Transpersonal psychologists must have a PhD in most states to practice, and certain licensing requirements might also apply. Contact psychology schools for more information on acquiring educational qualifications required to enter the field of transpersonal psychology.

What are the three Levels of the Mind?

If we think of the mind as an ocean where the surface is accessible and the deepest areas are inaccessible, we have a good analogy of the mind. There are no obvious separations, but years of observing patients have allowed psychologists to acknowledge at least three general mind levels: the conscious mind, the subconscious mind, and the unconscious mind. The definitions of these words are not absolute. Some psychological approaches interpret these words only slightly differently and while others make greater distinctions.

The conscious mind – is what we use every day. Its content is accessible, although some information may be buried.
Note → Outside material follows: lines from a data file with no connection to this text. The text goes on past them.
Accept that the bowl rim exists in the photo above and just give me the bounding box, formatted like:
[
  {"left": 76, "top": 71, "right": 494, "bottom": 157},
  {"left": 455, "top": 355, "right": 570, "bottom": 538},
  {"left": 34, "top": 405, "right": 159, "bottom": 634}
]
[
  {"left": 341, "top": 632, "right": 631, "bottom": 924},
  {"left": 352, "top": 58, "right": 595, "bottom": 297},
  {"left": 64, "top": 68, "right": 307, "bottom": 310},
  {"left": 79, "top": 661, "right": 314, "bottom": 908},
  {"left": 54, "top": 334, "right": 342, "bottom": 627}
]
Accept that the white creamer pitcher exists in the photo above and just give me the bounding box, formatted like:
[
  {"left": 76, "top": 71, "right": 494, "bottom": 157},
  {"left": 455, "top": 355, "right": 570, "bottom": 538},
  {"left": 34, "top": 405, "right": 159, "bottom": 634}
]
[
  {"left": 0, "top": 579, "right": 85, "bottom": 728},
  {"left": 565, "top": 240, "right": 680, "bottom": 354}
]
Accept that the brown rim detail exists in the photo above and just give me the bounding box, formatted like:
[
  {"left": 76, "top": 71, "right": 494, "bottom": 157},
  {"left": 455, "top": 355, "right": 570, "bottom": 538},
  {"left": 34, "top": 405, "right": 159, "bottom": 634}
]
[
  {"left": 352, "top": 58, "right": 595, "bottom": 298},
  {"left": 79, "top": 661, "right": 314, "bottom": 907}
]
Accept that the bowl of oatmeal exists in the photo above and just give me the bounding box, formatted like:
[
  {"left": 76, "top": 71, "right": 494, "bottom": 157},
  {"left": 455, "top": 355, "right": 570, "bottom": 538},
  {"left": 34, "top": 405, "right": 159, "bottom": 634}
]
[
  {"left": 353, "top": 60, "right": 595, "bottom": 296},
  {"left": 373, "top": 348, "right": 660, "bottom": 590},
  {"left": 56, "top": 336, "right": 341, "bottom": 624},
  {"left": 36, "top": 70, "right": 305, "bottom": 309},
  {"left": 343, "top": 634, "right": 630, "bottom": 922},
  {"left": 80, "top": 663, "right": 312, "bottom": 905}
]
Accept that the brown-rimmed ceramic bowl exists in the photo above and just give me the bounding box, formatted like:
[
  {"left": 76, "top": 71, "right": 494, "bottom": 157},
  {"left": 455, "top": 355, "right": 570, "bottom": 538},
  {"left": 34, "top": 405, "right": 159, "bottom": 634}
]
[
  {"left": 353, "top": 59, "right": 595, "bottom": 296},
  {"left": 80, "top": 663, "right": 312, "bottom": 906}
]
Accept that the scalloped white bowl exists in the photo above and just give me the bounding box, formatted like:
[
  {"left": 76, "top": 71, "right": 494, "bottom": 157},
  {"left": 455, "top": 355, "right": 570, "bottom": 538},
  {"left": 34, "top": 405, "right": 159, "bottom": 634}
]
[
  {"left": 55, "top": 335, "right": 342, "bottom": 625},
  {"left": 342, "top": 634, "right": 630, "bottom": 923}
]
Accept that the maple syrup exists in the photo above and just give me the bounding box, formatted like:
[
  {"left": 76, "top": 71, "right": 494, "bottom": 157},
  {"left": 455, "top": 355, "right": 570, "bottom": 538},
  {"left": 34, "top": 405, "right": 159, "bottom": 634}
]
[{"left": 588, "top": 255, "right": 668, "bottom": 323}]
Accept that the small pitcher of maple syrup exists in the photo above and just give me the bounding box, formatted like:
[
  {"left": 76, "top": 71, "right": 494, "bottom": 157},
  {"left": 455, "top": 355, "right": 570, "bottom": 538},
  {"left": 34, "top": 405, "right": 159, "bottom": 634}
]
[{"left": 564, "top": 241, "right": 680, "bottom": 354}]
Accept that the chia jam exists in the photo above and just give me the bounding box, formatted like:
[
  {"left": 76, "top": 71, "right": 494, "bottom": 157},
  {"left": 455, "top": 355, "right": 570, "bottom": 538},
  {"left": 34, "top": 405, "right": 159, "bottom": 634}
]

The subconscious mind – exists (figuratively) right below the conscious level. Although it isn’t normally available to the conscious mind, it can be accessed by taking the patient to the theta level of brain consciousness in hypnosis. (See box on Brain Waves – Change your brain) Many psychologists feel it contains personal material, such as – attitudes, moods, behavior – and as we go deeper – childhood traumas, and even other personalities.

The unconscious mind– never rests, and individuals don’t have any control over it. It’s the home of the autonomic nervous system that keeps the body functioning without our thinking about it. It is thought to be the place where most of the brain’s processing takes place because of the tremendous speed with which it analyzes and stores data. The content of the unconscious mind is often extreme emotion, wrong beliefs, and blockages that can be dissolved when accessed with hypnosis through the delta brain wave state. In transpersonal psychology, the unconscious is also thought to be the connection with the collective unconsciousness of humanity, the place of unity where all thought exists.